Enfin : considérez la « récidive » comme une information, pas comme une fatalité

Les problèmes du tendon d’Achille récidivent, rarement par malchance, le plus souvent parce que le même schéma de charge a été répété. Lorsque vous commencez à noter, à ne modifier qu’une seule variable à la fois, à utiliser la raideur matinale plutôt que votre humeur pour décider d’avancer ou de reculer, vous passez de « subir les symptômes » à « gérer activement la charge ». Cette transition a plus de valeur que n’importe quel exercice de rééducation pris isolément.

Rappelez-vous aussi que la gestion de la charge est ce que vous pouvez faire ; le diagnostic différentiel et les décisions médicales relèvent du professionnel. Ces deux volets, chacun à sa place, constituent la combinaison la plus solide.

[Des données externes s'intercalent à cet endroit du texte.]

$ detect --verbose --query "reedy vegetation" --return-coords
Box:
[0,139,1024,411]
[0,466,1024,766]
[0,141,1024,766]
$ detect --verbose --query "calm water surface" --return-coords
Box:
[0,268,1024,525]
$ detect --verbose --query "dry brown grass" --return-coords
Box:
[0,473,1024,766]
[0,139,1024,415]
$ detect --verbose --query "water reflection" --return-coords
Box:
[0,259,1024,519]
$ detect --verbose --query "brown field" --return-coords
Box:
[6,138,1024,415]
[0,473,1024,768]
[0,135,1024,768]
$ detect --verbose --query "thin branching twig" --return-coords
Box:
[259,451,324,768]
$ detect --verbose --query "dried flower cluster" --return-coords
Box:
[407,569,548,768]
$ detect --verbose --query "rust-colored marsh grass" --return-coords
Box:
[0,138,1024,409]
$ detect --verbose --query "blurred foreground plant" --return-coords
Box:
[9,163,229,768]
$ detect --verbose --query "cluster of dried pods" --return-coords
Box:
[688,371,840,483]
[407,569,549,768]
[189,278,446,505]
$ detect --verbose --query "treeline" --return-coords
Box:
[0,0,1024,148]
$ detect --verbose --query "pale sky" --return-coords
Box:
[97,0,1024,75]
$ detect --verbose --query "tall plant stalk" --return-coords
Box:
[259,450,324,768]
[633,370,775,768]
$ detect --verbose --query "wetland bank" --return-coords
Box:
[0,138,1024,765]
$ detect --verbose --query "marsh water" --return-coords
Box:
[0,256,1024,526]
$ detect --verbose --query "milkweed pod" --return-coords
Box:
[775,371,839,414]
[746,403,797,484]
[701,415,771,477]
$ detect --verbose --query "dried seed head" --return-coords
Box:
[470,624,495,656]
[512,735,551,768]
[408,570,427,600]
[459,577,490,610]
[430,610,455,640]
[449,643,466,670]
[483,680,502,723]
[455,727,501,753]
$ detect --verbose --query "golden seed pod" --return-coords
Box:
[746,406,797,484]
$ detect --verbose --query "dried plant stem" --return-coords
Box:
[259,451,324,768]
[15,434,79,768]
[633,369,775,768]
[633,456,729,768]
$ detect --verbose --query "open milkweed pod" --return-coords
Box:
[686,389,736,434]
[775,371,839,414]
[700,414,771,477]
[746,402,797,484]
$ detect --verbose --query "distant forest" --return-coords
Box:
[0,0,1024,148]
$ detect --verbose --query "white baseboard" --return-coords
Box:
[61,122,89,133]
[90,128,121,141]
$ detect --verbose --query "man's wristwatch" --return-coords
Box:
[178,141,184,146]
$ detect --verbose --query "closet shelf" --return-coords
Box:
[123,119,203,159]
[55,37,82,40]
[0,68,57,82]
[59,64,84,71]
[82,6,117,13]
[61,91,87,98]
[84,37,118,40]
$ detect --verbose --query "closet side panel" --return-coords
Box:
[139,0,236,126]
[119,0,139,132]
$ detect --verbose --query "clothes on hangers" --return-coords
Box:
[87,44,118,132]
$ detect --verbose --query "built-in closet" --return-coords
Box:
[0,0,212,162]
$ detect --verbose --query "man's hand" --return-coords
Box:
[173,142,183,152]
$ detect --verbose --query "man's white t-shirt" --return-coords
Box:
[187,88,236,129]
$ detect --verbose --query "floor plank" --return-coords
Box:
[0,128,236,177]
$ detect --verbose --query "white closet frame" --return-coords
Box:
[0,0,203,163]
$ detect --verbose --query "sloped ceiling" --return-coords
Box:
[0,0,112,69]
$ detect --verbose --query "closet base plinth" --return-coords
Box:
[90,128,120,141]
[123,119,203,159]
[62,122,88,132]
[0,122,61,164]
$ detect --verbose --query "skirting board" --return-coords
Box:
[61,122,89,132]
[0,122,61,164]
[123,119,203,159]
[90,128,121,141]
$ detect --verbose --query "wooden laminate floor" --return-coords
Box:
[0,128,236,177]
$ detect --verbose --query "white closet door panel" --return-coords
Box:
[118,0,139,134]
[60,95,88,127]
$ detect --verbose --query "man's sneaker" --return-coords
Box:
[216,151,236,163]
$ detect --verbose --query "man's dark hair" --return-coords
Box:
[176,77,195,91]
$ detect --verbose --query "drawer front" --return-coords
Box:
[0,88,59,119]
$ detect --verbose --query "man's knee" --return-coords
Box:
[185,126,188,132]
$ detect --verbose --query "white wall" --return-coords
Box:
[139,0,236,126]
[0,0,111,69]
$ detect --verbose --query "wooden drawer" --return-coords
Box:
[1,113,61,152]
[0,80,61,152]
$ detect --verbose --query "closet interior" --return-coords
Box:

Nouvelle déclaration : cet article est un partage d’informations générales sur l’éducation à la santé et les concepts d’entraînement, et ne remplace pas l’évaluation et le diagnostic individualisé d’un médecin, d’un kinésithérapeute ou d’un autre professionnel de santé. Toutes les descriptions relatives à l’entraînement et à la rééducation dans cet article sont des principes généraux, avec de grandes variations individuelles et une nécessité de progressivité, et ne constituent aucun diagnostic, prescription ou garantie d’efficacité. Si vous avez des douleurs, des maladies chroniques, des antécédents médicamenteux ou toute préoccupation de santé, veuillez impérativement consulter un professionnel de santé pour une évaluation avant de commencer ou de modifier un entraînement.